[Math] Calculating test statistic of a poisson distribution

hypothesis testingpoisson distributionprobabilitystatistics

I'm in an intro stats class, and I'm wondering how I can argue or prove the question below regarding sample size and poisson distribution.

Suppose a company which produces fire alarms has claimed that the fire alarms make only one false alarm per year, on average. Let $X$ denote the number of false alarms per year. Assume $X \sim Poisson(\lambda)$. Under the company's claim, the probability of observing $x$ fire alarms per year is

$P(X = x) = \frac{e^{-\lambda}\lambda^x}{x!} = \frac{e^{-1}}{x!}, x = 0,1,…$

A customer had a bad experience with the fire alarm he purchased before. He allows 1% chance for falsely rejecting $H_0$. He gathers one hundred people who observed three or more fire alarms and observed:

$(X_1,X_2,…,X_{100}) = (4,6,…,3)$ with

$\bar{X}_{100} = \frac{1}{100} \sum_{i=1}^{100}X_i = 3.32$

a. Ignoring any flaw of data collection, calculate the test statistic (which is compared to the standard normal distribution) and the approximate p-value for testing

$H_0 : \lambda = 1$ versus $H_1 : \lambda > 1$

Also note that the population mean and the population variance are equal to $\lambda = 1$

b. In two sentences, argue why the sample size of $n = 100$ is not useful for the hypothesis testing.

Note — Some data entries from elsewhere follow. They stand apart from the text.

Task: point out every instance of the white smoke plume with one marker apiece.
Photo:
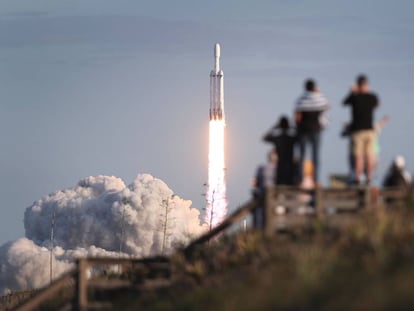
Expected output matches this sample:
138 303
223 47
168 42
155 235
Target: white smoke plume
101 216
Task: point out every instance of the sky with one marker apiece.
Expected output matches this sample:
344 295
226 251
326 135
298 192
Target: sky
91 87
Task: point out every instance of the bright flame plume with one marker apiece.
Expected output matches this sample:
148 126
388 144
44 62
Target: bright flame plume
216 209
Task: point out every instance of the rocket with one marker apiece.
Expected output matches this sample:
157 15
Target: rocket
216 88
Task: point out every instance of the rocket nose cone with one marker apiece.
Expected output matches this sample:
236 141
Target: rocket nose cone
217 50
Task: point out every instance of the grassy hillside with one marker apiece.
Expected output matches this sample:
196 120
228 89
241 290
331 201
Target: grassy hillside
368 266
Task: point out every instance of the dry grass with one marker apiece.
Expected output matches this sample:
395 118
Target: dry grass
367 266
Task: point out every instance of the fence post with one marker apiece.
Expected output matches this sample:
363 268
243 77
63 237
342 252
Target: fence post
82 286
367 197
318 202
268 210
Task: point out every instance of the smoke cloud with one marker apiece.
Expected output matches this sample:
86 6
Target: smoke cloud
100 216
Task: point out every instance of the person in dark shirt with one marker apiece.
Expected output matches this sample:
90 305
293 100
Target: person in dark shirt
397 175
310 116
362 103
283 137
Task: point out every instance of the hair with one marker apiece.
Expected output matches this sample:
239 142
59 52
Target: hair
284 123
361 80
310 85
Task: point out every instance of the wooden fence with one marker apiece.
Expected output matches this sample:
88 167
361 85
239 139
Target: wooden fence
284 206
72 290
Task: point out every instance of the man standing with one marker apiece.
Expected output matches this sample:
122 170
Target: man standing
310 116
362 103
283 137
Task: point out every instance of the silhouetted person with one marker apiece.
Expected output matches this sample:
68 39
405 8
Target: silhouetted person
283 137
397 176
346 132
310 117
362 103
264 179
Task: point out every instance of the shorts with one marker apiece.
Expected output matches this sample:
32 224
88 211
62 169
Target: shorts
363 142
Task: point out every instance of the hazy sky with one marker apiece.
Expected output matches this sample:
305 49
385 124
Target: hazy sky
122 87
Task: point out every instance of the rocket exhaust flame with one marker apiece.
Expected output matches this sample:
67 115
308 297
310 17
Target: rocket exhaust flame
216 209
216 194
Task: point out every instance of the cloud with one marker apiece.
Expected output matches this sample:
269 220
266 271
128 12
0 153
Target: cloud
100 216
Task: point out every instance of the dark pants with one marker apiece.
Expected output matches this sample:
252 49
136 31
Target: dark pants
314 139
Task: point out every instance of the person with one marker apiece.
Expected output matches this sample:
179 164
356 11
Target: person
264 179
362 103
346 132
397 176
283 137
310 117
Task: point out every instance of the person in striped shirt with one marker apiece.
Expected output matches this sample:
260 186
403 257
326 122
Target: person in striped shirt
311 119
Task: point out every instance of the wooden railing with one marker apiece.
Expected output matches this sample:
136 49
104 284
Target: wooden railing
100 273
93 273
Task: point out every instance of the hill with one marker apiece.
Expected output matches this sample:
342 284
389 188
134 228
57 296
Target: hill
367 266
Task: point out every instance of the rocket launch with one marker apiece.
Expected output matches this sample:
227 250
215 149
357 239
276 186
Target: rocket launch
216 88
216 209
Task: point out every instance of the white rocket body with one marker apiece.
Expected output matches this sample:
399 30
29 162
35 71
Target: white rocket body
217 88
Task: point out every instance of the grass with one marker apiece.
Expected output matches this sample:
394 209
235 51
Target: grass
366 266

a. For part a, I am doing this, because I am supposed to use a normal distribution.

$T = \frac{\bar{X} – \mu}{\sqrt{\frac{\sigma^2}{n}}} = \frac{\bar{X} – \lambda}{\sqrt{\frac{\lambda^2}{n}}} = \frac{3.32 – 1}{\sqrt{\frac{1}{100}}} = 23.2$

The p-value I got (using R) was just $qnorm(0.99,0,1) \approx 2.326$

b. Part b is where I get confused. I read that having a large sample size is actually good when testing a hypothesis. However I also realize that as $n$ increases, so does the testing statistic while $\lambda$ remains fixed. I'm just wondering what can I argue mathematically.. and why is it like this for Poisson distributions?

Best Answer

According to the statement of the question, the sample that is collected is only representative of those individuals who experienced at least three alarms: therefore, the salient question is, what is the distribution of the sample mean under the assumption of the null hypothesis? That is, what is the distribution of $\bar X \mid H_0$ given that $X_i \ge 3$ for each $i = 1, 2, \ldots, 100$?

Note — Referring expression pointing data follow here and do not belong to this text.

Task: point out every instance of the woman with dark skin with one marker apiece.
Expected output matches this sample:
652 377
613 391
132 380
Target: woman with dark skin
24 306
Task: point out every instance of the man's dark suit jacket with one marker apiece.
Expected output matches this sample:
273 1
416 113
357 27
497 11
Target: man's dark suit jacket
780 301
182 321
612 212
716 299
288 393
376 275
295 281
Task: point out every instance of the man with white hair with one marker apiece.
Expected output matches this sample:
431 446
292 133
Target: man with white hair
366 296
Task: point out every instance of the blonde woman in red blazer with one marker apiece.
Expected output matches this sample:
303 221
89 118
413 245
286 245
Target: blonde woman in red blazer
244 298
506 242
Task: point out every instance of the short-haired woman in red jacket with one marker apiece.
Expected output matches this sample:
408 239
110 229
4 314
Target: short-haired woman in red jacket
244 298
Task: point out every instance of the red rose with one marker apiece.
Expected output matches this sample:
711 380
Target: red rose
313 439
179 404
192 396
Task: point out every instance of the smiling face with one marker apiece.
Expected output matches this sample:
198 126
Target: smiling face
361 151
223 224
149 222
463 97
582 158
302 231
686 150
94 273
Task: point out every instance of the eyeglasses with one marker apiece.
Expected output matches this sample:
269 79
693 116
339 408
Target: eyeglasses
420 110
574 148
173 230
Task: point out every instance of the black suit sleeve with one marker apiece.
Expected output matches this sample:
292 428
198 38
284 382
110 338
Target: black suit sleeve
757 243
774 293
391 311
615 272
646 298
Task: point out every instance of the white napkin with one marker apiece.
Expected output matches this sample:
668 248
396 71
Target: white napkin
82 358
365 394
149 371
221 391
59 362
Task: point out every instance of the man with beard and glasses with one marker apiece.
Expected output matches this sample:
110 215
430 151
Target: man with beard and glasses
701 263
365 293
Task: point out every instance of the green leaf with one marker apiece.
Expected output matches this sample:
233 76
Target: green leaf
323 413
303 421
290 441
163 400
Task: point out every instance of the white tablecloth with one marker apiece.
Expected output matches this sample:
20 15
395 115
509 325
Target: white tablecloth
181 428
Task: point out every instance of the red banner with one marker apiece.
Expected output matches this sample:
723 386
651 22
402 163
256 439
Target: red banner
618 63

To this end, we observe that if $Y_i = (X_i \mid X_i \ge 3)$, $$\Pr[Y = x] = \frac{\Pr[(X_i = x) \cap (X_i \ge 3)]}{\Pr[X_i \ge 3]} = \frac{e^{-\lambda} \lambda^x/x!}{1-e^{-\lambda}(1+\lambda+\lambda^2/2)}, \quad x \ge 3.$$ Under the null hypothesis that $\lambda = 1$, this simply becomes $$\Pr[Y_i = x] = \frac{2}{(2e-5)x!}.$$ The expected value is $$\mu = \operatorname{E}[Y] = \sum_{x=3}^\infty x \Pr[Y_i = x] = 1 + \frac{1}{2e-5} \approx 3.29062.$$ The variance is $$\sigma^2 = \operatorname{Var}[Y] = \frac{2(7-8e+2e^2)}{(2e-5)^2} \approx 0.334309.$$ Therefore, the expected value of the sample mean under the null hypothesis is $$\mu_0 = \mu = 3.29062,$$ and the variance of the sample mean under the null hypothesis is $$\sigma_0^2 = \frac{\sigma^2}{100} = 0.00334309.$$ Using the Central Limit Theorem, $$\bar X \mid H_0 \, \dot\sim \operatorname{Normal}(\mu_0, \sigma_0^2),$$ hence we can perform a $z$-test: if $$Z = \frac{\bar X - \mu_0}{\sigma_0}$$ exceeds the $99^{\rm th}$ percentile of the standard normal distribution, then the sample contains sufficient evidence to suggest that the true value of $\lambda$ is strictly greater than $1$ with at most a Type I error probability of $\alpha = 0.01$.

Note that you cannot use the calculation you performed for part (a). The reason should now be clear: such a calculation would only be applicable when the sample is drawn from all people, not just those who observed at least 3 alarms. What we can see from the correct calculation is that if the mean number of alarms among those who had at least 3 is more than $3.42512$, then you would reject the one-sided test at the 1% significance level. The sample just isn't extreme enough.

As for part (b), I don't understand the intent here. As you can see, we are easily able to perform a meaningful hypothesis test with $n = 100$, which is large enough to justify the use of a normal approximation to the sampling distribution. The test statistic that you used, which seems to be implied by the question, is not the correct one to apply for the given hypothesis.